On December 18, 2019, Wuhan Central Hospital admitted a patient with common winter flu season symptoms: a 65-year-old man with fever and pneumonia. Ai Fen, director of the emergency department, oversaw a typical treatment plan, including antibiotics and flu medication.
Six days later, the patient was still ill, and Ai was puzzled, according to news reports and a detailed reconstruction of that time period by evolutionary biologist Michael Worobey. The respiratory service decided to try to identify the culprit pathogen by reading its genetic code, a process called sequencing. They flushed part of the patient’s lungs with saline, collected the fluid, and sent the sample to a biotech company. On December 27, the hospital got the results: the man had contracted a novel coronavirus closely related to the one that caused the SARS outbreak that began 17 years earlier.
The original SARS virus was sequenced five months following the first cases were recorded. This type of traditional sequencing reads the complete genetic code, or genome, of a single organism at a time, which must first be carefully isolated from a sample. Researchers hired by Wuhan Central Hospital were able to map the new virus so quickly using a more demanding technique called metagenomic sequencing, which reads the genomes of each organism in one sample at a time – without such lengthy preparation. While the traditional approach is to locate a single book on a shelf and copy it, metagenomic sequencing is to grab all the books on the shelf and scan them all at once.
This ability to quickly read a range of genomes has proven useful in fields ranging from ecology to cancer treatment. And the COVID-19 pandemic has prompted some researchers to use metagenomics to try to detect and respond to new diseases earlier — before they become epidemics, and potentially before they even infect people. folks. Some of these experts say the early spread of COVID-19 in the United States might have been stopped more quickly if the medical community had applied this technology.

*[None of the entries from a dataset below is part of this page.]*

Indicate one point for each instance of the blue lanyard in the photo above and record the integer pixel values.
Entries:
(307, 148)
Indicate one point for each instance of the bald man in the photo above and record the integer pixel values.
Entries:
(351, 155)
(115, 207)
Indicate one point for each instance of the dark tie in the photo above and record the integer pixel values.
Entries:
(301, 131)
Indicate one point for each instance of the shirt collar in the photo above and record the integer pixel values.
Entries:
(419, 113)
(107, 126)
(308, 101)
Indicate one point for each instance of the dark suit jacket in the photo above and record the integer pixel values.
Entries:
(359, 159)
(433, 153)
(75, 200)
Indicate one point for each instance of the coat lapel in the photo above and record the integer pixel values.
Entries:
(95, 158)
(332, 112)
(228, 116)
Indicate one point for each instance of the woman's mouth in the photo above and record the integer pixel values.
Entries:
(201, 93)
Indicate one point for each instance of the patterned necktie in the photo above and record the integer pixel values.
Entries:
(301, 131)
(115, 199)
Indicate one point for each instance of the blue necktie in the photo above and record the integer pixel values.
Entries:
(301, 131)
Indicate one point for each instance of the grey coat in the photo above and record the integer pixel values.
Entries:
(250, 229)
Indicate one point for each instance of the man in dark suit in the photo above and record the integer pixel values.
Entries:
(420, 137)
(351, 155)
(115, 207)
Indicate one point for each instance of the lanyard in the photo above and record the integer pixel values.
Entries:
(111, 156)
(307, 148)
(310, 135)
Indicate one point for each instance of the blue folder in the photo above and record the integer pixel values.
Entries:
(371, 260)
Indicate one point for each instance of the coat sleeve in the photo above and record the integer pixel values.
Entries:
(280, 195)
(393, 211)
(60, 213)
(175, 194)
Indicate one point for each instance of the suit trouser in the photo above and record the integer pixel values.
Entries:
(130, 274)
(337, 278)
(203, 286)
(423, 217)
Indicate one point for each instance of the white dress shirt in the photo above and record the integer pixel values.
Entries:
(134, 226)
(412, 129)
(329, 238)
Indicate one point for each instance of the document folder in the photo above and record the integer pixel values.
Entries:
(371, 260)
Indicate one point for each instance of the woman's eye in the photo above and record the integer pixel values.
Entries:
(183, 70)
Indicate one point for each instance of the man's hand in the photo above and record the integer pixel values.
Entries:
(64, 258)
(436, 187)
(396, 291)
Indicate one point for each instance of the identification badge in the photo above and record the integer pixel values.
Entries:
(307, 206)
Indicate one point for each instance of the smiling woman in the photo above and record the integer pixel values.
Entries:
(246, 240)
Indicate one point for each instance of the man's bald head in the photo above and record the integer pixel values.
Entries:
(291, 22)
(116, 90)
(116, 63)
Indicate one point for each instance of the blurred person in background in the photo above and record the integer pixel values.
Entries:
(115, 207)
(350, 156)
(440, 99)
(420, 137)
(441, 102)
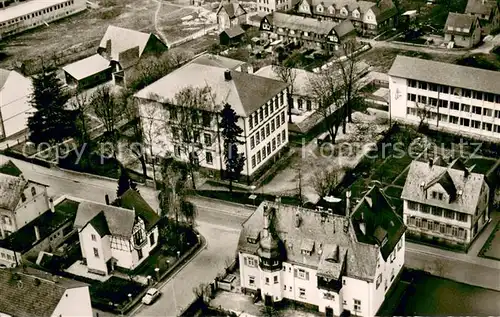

“If metagenomic sequencing had been done more systematically, we might have known what it was when there were only 20 infections,” in the US, said biochemistry professor Joe DeRisi and biophysics at the University of California, San Francisco and president of the Chan Zuckerberg Biohub, a nonprofit research center.
But while the raw power of metagenomics is clear, using it to quell potential pandemics presents challenges. The technique requires intensive computer processing, which makes it more expensive than some others, and requires greater expertise to interpret the results. Using the wealth of data produced by metagenomics to guide treatment also raises dilemmas for medical decision-making when, for example, it is unclear whether a certain pathogen causes a certain disease.
Still, advocates say the costs are worth it. “Metagenomics plays a critical role in pandemic preparedness, looking for the things we don’t know how to look for,” said Jessica Manning, infectious disease researcher at the National Institute of Allergy and Infectious Diseases.
The rise of metagenomics over the past two decades is due in part to advances in genome sequencing. To read the contents of the genome, researchers first isolate the molecules that store genetic information, DNA and RNA, which are long strings of nucleotides, the letters of the genetic library. Then they cut the long molecules into shorter pieces and read the order of the letters in each piece. Finally, they combine the shorter “reads” to reconstruct the complete genome.
Over the past 40 years, innovation, especially automation, has dramatically improved every part of this process. The Human Genome Project, launched in 1990, took more than a decade of coordinated work between 20 research groups and cost around $1 billion. Today, a human genome can be sequenced more accurately, for less than one millionth the cost, by a scientist in a day.
As technology improved, researchers began trying to sequence many organisms at once, a complex task that requires understanding how millions of short reads fit together to create any number of genomes. . Eventually, the researchers wrote sophisticated software that might sort the sequences using powerful computer networks.